In het eerste deel van dit tweeluik hebben we gezien dat sterke werkwoorden, zoals zingen – zong en lopen – liep, vaste klinkeralternanties in de wortel hebben die uiteindelijk teruggaan op een alternantie tussen -e-, -o- en geen klinker in de verre voorouder van het Nederlands, namelijk het Proto-Indo-Europees (een taal die al zo’n 5 à 6 duizend jaar geleden gesproken werd!). Deze klinkeralternanties noemen we Ablaut. De vraag die in het vorige deel nog onbeantwoord bleef is: als sterke werkwoorden op de oorspronkelijke manier gevormd worden, waarom bestaan zwakke werkwoorden (zoals werken – werkte) dan?
Het ontstaan van zwakke werkwoorden
Vanaf het punt dat de Indo-Europese moedertaal “uiteenviel” in de verschillende dochtertalen, zette in veel van de dochtertalen een trend in die in sommige gevallen nog steeds aan de gang is. Dat is het verlies van Ablaut, of eigenlijk het einde van de productiviteit daarvan. Vanaf dit punt ontstonden er op allerlei plekken in de grammatica’s van de dochtertalen nieuwe manieren om grammaticale categorieën uit te drukken, bijvoorbeeld met voor- en achtervoegsels, of hulpwerkwoorden (zoals het werkwoord laten in laten zitten, wat een zogeheten “causatieve” betekenis geeft aan het werkwoord zitten, iets wat oorspronkelijk door middel van Ablaut uitgedrukt kon worden met het werkwoord zetten). Sprekers gebruikten Ablaut dus niet meer of in ieder geval steeds minder om nieuwe woorden te vormen, wat deels ook komt doordat de wetten van klankverandering ervoor zorgden dat de ooit zo herkenbare Ablaut-patronen in de war werden geschopt en sprekers de verschillende Ablaut-varianten niet meer herkenden als varianten van elkaar.

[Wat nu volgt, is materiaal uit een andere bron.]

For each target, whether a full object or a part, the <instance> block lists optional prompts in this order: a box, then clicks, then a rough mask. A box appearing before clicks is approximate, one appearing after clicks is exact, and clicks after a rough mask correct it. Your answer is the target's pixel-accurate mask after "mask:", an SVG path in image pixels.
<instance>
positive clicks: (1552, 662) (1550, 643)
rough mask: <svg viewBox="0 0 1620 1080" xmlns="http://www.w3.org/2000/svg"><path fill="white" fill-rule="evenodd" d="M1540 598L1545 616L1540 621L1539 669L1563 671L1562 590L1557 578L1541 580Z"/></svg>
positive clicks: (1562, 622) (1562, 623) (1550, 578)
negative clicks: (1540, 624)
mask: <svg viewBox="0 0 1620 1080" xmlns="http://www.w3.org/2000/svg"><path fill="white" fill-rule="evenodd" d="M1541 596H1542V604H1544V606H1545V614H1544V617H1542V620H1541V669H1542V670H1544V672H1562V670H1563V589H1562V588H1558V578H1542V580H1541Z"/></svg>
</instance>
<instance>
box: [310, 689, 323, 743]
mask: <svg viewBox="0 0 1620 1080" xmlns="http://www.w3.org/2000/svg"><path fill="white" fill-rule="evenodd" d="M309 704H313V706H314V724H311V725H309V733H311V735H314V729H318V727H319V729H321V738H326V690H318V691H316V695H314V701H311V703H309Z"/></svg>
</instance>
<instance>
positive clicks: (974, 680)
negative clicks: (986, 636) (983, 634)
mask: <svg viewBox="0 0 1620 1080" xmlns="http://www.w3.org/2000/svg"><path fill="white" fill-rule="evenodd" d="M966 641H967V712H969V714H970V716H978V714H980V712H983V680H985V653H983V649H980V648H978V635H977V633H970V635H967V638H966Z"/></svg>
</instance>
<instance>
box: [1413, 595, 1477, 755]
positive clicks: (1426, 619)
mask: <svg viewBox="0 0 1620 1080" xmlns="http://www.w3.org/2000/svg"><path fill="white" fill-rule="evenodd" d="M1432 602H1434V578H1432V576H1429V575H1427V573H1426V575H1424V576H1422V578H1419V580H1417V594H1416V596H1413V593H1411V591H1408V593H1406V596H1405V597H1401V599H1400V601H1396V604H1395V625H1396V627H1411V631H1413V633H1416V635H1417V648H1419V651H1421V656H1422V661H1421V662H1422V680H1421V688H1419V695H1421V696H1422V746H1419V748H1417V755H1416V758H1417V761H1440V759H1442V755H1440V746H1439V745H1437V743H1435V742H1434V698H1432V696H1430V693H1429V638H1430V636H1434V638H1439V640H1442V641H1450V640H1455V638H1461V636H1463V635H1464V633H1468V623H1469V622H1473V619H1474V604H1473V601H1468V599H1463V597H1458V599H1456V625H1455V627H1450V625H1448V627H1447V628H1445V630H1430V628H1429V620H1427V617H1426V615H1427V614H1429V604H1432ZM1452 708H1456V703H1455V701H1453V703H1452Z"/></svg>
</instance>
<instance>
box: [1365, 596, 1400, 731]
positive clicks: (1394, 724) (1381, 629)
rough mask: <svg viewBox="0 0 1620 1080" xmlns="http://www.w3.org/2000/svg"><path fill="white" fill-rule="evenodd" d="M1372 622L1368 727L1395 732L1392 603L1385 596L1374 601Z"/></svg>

Deze algemene trend geldt ook voor de werkwoorden in het Germaans. Ook hier is de werkelijke situatie nogal ingewikkeld en is het genoeg stof voor een boek of drie. Ik zal proberen zonder onnodige details samen te vatten hoe het allemaal is gebeurd volgens o.a. Robert Fulk (als je behoefte hebt aan meer uitleg of context, lees dan vooral pagina’s 242-337, en met name p. 254 van zijn boek). Een heel aantal werkwoorden dat al bestond in het Proto-Indo-Europees bleef bestaan in het Proto-Germaans, dus in deze dochtertaal bleven de werkwoorden met hun bijbehorende Ablaut-patronen in de verschillende werkwoordtijden behouden. Maar tegelijkertijd werden er, zoals dat gaat, ook aan de lopende band nieuwe werkwoorden gecreëerd door nieuwe vormen aan de hand van achtervoegsels af te leiden van bestaande werkwoorden en naamwoorden. Deze achtervoegsels hadden oorspronkelijk specifiekere betekenissen maar op dat moment werden ze slechts nog gebruikt om de tegenwoordige tijd te vormen. Bij deze nieuwe werkwoorden moest ook een nieuwe verleden tijd gevormd worden, maar omdat Ablaut niet meer productief was en dus niet meer volstond, moest er een andere strategie komen om de verleden tijd uit te drukken. De sprekers van het Proto-Germaans vonden het toen een goed idee om de verleden tijd van deze werkwoorden dan ook maar uit te gaan drukken met een ander achtervoegsel (ten minste, dit is wat er gebeurd is, of deze mensen dat nou per se leuk vonden of niet weet ik niet). Dit achtervoegsel was dus het d-achtervoegsel dat nu nog steeds in alle Germaanse talen te zien is. De precieze oorsprong hiervan is trouwens ook voor experts nog niet helemaal duidelijk, maar het lijkt er sterk op dat het de d is die ook in het werkwoord doen zit.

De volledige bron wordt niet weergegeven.